“Training, volunteering and tax credits all help parents access work, though not all parents progress into work or escape poverty. Work is definitely the surest escape from poverty.”
“Parents are almost without exception hopeful and ambitious for their children, yet accept the limitations and problems of local schools. They are generally satisfied with their schools, particularly primary, and express praise and admiration for teachers, who offer many different kinds of support. A holistic approach to children works best.”
“The parents’ limited education restricts how much help they can offer their children.”
“Truanting and bullying are both problems and bullying in particular seems pervasive, damaging and not always easy to control.”

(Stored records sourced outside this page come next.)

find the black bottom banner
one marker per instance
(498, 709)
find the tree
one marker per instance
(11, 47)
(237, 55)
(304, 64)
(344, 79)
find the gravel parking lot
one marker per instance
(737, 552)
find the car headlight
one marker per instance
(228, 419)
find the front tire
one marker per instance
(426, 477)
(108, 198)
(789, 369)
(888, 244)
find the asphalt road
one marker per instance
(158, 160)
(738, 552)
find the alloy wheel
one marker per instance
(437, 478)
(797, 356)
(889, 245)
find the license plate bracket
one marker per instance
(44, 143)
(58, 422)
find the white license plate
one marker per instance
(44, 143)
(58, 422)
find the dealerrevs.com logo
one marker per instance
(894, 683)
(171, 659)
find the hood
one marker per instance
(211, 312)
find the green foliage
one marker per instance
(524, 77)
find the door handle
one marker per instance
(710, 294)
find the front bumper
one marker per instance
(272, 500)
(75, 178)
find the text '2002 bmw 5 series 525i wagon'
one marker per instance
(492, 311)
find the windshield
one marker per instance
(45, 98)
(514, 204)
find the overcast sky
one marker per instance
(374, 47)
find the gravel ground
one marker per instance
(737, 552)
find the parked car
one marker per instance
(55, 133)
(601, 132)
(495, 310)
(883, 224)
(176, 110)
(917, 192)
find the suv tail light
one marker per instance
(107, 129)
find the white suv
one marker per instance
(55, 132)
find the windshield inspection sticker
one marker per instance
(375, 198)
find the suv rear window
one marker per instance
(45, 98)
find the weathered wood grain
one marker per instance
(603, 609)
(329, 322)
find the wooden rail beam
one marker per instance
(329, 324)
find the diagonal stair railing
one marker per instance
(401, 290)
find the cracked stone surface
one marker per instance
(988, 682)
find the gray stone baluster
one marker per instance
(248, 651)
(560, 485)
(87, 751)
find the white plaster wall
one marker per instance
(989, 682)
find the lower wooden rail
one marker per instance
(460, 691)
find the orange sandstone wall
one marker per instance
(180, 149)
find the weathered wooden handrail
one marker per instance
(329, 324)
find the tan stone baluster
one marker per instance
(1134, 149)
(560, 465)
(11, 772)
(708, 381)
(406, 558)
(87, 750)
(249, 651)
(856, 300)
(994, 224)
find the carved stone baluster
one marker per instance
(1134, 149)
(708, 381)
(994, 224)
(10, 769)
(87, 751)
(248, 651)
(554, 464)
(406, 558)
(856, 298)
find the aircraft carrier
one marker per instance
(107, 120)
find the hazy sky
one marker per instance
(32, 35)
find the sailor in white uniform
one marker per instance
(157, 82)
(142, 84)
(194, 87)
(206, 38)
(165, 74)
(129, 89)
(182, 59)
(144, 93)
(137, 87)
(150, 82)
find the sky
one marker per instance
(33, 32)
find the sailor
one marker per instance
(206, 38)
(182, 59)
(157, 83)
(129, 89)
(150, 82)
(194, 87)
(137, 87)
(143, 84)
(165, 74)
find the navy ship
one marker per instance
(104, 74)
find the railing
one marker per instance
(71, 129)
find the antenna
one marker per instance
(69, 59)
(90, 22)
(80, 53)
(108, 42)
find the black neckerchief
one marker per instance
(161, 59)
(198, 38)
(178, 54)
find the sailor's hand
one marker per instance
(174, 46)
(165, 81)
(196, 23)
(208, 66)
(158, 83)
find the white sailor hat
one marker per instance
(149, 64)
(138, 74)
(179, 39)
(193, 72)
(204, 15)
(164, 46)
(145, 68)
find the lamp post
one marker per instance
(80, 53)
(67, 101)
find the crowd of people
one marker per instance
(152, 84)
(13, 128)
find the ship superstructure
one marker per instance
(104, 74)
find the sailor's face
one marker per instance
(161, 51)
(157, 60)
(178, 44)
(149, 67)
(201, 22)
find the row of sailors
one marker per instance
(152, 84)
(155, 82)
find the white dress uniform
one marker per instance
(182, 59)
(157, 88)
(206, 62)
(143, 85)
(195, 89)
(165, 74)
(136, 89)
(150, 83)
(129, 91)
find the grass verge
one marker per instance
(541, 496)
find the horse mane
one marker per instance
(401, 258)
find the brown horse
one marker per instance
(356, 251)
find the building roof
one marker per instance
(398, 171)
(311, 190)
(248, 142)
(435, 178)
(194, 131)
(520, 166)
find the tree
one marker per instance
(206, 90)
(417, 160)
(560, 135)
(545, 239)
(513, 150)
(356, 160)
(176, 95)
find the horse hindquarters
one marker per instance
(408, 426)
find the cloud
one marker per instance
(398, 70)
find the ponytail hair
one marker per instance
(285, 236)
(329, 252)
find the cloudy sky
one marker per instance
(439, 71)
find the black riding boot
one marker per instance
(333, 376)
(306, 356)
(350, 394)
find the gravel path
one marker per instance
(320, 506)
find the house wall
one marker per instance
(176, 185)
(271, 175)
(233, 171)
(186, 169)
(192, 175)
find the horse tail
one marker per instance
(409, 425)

“Three kinds of support emerge as particularly helpful to parents:
-Family, close friends and childminders not only share parents’ troubles but also help with taking on a job. The threats from crime and insecurity are countered through this ‘bonding’ form of social capital.
-Child-centred services such as Sure Start for pre-school children and parents in deprived areas and schools are a main stay of educational and social opportunity.
-Crime prevention through frequent, visible patrols and friendly contact with children and young people at risk of offending create a more positive, confident and less fearful atmosphere.”
“Social capital, an invaluable asset in a resource-scarce community, not only grows from local programmes and local social links (bonding); it also directly fosters work opportunities by encouraging parents to access training, volunteering and actual jobs (bridging).”
“On-going, long-term daily support is necessary if parents and children are to flourish in spite of serious handicaps.”
The report goes on to make five recommendations: streamlining policies rather than cumbersome bureaucracy, tailoring to demographic issues especially integrating different cultural groups in schools, early intervention especially with special educational needs, involving parents and responding to their issues to enhance social capital, and housing families near to their relatives to encourage social networking support.